Bronwen, diolch o galon. A heartfelt thank you.
This has truly touched me, diolch. And you know that I learn and gain just as much from all of you inspiring learners who constantly surprise and delight me, and who never let me forget why I've chosen this path in life. The verb 'dysgu' in Welsh, as you know, means both 'to teach' and 'to learn', which for some is a source of amusement. But the Welsh got it right (well, actually, the Welsh got it from the Romans, I think). 'Dysgu' isn't the oxymoron many believe it to be. Teaching, for me, is synonymous with 'life-long learning', and that happens to be my passion in life. Learning. That's why I teach. Or to put it in other words, that's why I help people who are, in fact, teaching themselves.
So, on that note, I would like to say a huge DIOLCH to everyone who is learning Welsh, especially to those from whom I've had the pleasure of dysgu-ing. And by that, I mean 'learning' as well as 'teaching'.
Been quiet on here because it's a forum that flutters its eyelashes at me with a 'c'mon, just answer one little question, just one before breakfast now, you can shower after explaining the wonderful complexities of the verb 'bues i', c'mon you know you want to', and by the time I lift my head up from the screen, I realise it's the year 2037 and I'm still in my pyjamas, un-breakfasted and unwashed.

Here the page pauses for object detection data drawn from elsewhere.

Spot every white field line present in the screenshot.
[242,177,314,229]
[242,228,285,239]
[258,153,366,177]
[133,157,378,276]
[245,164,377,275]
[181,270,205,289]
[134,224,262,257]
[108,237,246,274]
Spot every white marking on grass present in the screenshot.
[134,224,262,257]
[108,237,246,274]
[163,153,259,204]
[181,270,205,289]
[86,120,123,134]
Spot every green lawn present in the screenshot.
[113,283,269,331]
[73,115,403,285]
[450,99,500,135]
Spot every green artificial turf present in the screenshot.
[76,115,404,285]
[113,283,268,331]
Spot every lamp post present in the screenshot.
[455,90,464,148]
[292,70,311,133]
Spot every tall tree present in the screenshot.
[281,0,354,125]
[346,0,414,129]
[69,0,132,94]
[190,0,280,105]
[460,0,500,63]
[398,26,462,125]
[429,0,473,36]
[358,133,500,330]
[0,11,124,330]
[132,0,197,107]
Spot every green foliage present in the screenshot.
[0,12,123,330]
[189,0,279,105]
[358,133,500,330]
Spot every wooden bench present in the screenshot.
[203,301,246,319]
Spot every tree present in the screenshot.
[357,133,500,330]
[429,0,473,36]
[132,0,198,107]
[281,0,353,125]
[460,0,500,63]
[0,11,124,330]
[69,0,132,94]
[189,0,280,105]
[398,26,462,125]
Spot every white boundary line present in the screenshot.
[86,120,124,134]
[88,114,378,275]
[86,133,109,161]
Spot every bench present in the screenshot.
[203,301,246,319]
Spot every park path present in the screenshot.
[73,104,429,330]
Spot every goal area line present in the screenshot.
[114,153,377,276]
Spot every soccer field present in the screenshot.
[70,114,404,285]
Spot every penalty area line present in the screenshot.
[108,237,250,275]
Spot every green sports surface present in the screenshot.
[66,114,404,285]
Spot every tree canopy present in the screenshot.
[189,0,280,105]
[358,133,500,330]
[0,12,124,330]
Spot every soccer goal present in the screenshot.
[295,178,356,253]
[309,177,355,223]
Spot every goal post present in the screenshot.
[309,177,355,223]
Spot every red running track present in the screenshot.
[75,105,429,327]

THAT's how obsessive I can be if I don't curb my enthusiasm. You've seen me in class.
On a slightly more serious note, I've been quiet because I had a beast of a relapse and lost the use of my hands for a few months among other things that the nervous system does to one when it goes into 'mischief-making' mode. Just taking things slowly atm. It's Mererid v. the urge to sleep all day, atm. But I think I'm winning.
Actually, my students keep me going! Had a great session this morning on Skype - in full Ninja Welsh mode - mixing tenses in one sentence, the differences between 'who' and 'whom' in Welsh, mutating direct objects. And now, it's time to eat breakfast, get washed and check what year we're in.
Eto, diolch o waelod calon, Bronwen.